## Introduction to Dual Spaces

 When you have a finite-dimensional vector space V (in quantum mechanics they are, as a rule, complex spaces), then the space of all linear complex valued functions (linear functionals) on V is of the same dimension as V. It is called the dual of V. But when V is infinite dimensional, then you may want your functionals to be continuous in some topology. This way you get the topological dual. The weaker continuity conditions you impose on your functionals (always linear), the more functionals are included in the dual. In QM we take for V some dense vector subspace of the Hilbert space H, impose some appropriate topology, and then build the dual V*. Normally we get natural embeddings: $$V\subset H\subset V^*$$ This is how Gelfand's triples come into live. You "momentum eigenstates" can be then considered as vectors in V*. But V* is no longer a Hilbert space. Therefore scalar products between momentum eigenstates are not defined as finite "numbers".

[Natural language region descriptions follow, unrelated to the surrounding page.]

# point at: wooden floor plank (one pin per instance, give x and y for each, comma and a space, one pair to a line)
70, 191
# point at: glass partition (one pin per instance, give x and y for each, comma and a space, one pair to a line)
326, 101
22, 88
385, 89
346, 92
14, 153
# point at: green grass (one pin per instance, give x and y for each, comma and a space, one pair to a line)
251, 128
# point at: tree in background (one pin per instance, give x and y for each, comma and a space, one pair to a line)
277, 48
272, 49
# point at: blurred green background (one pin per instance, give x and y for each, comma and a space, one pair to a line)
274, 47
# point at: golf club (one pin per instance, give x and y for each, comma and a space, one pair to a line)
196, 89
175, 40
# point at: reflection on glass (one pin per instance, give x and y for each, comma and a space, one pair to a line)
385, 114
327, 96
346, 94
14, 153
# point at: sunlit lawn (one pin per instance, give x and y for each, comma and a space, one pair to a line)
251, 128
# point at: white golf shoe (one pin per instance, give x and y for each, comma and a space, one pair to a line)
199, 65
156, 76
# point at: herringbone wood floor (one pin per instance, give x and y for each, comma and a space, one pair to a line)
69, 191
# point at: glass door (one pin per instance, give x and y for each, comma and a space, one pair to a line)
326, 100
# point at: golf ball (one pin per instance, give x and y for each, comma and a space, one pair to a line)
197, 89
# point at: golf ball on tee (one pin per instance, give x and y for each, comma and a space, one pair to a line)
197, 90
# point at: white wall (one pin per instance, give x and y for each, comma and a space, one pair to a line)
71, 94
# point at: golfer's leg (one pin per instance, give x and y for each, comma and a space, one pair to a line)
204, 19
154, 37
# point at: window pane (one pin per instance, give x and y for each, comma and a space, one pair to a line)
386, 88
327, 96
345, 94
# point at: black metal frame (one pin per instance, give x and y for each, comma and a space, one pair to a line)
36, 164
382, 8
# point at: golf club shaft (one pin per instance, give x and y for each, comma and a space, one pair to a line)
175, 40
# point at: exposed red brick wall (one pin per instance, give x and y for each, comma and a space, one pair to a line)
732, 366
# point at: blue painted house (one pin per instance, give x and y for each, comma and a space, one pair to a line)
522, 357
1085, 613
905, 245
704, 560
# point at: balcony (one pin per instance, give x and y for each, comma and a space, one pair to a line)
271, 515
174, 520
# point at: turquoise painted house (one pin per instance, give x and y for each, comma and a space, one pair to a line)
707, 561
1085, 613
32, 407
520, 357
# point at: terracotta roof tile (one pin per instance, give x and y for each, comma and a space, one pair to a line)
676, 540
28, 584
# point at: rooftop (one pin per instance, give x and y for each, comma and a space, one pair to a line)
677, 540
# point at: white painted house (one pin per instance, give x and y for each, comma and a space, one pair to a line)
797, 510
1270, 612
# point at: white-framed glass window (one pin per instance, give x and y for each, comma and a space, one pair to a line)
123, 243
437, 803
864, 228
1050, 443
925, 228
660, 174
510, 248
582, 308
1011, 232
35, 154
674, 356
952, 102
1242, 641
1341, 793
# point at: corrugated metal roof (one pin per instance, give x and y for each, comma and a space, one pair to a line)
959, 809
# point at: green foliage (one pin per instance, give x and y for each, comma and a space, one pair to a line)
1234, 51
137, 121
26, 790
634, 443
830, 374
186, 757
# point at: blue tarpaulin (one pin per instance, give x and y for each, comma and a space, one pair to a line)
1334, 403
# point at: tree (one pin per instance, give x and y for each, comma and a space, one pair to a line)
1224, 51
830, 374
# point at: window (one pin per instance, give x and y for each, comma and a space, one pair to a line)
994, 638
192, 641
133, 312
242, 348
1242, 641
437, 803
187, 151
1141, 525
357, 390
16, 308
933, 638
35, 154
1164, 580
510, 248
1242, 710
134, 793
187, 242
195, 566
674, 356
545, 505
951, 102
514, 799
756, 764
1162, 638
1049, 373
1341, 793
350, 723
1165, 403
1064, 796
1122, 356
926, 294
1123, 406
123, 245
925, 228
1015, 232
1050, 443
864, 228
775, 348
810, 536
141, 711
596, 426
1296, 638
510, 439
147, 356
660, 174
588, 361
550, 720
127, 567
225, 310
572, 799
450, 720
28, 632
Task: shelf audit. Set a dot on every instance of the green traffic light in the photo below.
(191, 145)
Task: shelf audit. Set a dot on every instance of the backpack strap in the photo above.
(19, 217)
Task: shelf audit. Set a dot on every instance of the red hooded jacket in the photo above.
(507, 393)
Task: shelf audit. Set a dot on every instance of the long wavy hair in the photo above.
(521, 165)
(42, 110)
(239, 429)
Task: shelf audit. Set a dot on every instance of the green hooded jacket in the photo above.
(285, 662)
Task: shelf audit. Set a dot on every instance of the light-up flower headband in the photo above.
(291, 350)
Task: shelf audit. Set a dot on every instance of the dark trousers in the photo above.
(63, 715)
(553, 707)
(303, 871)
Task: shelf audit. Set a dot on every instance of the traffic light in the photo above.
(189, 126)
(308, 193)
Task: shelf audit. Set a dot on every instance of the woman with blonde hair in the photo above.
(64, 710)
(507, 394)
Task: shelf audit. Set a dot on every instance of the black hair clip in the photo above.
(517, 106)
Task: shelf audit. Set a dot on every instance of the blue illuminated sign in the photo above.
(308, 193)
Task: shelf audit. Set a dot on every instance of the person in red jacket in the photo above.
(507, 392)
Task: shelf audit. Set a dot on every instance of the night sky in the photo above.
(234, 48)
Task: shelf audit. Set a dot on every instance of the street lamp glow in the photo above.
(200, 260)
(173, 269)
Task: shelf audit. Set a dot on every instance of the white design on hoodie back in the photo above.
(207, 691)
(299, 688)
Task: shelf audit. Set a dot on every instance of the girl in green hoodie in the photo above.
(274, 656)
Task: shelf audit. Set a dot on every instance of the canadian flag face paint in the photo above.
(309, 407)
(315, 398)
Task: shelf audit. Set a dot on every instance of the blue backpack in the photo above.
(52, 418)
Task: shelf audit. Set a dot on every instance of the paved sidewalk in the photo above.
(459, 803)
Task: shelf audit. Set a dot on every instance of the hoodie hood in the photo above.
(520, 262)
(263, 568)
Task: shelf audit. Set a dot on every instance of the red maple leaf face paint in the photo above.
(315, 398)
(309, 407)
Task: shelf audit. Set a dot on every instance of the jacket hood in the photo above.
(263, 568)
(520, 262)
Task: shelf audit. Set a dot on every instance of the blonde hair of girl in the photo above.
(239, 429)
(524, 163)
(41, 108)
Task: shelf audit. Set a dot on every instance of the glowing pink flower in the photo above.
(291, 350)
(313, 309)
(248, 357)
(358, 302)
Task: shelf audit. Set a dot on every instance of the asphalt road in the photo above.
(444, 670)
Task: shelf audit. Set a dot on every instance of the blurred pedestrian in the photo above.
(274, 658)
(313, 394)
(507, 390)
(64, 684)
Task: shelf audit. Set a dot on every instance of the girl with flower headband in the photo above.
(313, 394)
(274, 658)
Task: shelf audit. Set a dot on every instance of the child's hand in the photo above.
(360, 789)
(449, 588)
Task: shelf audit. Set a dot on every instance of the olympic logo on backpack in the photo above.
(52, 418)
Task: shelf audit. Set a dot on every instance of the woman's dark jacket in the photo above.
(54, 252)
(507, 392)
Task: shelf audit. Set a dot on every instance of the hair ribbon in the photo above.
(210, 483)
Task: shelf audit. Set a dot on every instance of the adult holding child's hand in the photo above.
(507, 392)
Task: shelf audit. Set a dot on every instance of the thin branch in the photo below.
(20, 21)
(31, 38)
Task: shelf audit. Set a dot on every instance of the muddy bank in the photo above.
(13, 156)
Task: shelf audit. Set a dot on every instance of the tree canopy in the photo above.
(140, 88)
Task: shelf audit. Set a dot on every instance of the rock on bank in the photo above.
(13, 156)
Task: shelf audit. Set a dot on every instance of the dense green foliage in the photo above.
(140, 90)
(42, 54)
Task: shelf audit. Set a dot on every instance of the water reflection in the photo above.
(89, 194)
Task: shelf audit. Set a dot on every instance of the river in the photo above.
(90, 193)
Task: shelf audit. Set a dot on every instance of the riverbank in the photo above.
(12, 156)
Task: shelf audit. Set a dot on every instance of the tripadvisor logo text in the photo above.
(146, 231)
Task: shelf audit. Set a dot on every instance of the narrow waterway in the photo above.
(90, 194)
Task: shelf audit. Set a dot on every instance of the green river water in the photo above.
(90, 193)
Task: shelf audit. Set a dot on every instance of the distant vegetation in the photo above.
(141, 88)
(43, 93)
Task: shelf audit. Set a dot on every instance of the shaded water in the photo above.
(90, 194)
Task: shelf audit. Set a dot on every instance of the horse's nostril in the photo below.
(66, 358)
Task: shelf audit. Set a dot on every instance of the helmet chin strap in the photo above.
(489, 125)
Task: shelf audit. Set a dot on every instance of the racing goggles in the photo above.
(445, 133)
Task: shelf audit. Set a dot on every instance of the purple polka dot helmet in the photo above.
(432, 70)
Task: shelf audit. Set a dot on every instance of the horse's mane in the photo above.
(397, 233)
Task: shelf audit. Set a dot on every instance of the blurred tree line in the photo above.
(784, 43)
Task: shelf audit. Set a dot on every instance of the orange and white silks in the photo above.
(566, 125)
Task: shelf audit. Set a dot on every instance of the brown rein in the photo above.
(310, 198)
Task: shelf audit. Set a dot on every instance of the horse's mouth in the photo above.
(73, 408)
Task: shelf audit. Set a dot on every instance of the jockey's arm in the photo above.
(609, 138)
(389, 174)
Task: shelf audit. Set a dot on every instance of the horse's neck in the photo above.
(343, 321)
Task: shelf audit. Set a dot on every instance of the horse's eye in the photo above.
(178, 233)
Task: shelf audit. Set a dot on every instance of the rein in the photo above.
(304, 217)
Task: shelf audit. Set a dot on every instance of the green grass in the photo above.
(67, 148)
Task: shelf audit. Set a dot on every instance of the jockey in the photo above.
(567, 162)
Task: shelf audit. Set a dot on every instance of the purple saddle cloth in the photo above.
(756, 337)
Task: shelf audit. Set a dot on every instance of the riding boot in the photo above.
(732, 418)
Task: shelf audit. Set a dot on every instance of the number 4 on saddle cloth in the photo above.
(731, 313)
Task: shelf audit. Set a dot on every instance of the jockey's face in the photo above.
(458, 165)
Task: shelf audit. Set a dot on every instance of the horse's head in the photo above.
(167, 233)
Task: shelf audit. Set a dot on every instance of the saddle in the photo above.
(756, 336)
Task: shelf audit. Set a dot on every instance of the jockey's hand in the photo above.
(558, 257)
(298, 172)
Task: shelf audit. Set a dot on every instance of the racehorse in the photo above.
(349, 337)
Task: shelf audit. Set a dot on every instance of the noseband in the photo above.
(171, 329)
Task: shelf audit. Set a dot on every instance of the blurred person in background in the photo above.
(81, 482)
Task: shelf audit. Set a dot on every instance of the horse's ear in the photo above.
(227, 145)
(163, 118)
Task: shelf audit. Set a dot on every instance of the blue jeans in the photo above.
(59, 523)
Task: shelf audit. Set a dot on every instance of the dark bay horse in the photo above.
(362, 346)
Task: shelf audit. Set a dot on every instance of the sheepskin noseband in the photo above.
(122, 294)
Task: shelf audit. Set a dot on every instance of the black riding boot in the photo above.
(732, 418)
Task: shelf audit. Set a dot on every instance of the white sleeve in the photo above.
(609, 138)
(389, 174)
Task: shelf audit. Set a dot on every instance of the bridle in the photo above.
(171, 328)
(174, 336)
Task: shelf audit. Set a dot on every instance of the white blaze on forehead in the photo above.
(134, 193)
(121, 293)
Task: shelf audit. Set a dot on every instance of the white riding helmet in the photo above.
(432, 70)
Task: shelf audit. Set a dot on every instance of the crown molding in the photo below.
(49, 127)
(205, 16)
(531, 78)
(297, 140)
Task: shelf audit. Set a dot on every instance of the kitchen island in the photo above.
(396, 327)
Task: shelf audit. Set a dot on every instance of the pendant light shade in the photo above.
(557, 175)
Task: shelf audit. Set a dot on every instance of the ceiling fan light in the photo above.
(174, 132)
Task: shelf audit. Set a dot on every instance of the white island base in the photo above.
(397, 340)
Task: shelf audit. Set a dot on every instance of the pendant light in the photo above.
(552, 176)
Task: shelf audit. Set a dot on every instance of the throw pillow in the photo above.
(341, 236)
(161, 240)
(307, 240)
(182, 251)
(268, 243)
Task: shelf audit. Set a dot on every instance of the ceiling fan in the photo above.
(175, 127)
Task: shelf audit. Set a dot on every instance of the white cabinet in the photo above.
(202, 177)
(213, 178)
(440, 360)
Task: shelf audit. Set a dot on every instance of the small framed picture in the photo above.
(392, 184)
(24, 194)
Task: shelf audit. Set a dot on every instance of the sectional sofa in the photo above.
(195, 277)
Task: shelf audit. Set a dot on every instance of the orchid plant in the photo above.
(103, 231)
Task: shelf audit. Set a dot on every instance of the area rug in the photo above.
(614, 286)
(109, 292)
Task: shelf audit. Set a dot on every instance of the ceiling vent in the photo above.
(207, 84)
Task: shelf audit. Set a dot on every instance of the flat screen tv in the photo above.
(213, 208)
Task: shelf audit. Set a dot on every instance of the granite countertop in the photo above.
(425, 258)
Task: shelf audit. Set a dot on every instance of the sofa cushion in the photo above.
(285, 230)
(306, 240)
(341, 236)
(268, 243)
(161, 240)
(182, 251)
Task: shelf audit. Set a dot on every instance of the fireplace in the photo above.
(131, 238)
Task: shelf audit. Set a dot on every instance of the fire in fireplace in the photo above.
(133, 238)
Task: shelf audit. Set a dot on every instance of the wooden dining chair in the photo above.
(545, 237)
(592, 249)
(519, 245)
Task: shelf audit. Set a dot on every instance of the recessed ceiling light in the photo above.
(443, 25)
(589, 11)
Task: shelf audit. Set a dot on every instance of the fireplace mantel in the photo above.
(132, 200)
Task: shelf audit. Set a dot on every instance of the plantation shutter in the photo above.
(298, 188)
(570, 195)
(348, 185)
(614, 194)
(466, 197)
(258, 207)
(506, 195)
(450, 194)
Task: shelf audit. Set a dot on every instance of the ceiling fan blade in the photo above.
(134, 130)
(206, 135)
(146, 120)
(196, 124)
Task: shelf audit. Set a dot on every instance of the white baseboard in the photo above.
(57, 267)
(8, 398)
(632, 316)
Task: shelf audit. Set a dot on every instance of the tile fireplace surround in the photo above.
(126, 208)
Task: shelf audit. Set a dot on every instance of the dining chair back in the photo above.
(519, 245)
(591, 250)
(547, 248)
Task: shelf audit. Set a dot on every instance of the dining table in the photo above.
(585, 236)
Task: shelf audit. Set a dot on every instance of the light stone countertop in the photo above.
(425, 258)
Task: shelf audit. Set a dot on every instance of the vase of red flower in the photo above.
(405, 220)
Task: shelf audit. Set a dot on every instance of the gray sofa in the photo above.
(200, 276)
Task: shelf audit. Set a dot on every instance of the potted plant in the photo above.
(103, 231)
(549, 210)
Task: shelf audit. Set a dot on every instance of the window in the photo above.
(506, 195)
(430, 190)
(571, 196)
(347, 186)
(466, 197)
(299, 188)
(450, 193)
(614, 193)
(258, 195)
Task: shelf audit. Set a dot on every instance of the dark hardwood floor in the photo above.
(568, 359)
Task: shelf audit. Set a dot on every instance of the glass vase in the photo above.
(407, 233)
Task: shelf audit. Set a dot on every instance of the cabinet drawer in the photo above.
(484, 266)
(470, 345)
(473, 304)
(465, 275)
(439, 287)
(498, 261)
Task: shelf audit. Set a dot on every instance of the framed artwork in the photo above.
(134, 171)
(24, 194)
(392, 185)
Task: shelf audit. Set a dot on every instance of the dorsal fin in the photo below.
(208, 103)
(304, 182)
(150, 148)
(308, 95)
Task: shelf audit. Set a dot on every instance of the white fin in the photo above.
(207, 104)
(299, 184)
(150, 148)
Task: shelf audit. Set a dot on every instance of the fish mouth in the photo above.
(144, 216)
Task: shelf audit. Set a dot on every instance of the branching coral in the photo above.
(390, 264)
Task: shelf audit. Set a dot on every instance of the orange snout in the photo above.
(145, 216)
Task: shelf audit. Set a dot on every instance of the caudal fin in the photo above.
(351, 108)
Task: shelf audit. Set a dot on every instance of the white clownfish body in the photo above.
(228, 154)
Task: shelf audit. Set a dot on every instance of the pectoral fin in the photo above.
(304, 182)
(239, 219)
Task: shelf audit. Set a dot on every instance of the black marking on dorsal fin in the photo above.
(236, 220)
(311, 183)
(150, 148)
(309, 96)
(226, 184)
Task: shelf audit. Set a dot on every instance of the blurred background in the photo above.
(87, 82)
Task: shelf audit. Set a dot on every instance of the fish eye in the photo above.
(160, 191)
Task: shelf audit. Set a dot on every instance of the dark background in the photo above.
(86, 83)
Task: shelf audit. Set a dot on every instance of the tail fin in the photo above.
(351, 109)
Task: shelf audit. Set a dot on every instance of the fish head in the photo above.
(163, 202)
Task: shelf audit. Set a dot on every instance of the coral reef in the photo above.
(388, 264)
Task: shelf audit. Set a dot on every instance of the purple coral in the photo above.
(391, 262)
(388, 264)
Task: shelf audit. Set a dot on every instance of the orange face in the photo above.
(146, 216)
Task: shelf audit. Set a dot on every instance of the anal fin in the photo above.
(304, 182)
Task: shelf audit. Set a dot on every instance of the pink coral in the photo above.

 if you have a vector space $V$, then the dual space $V^*$ is just the set of all real-valued linear functions on $V$ (commonly called linear functionals). This set is a vector space itself, and they mention isomorphisms because it has the same dimension as the original vector space $V$, which for finite-dimensional vector spaces makes them isomorphic. so, the dual space is just all the functions that take a vector in your vector space as input and then return a number.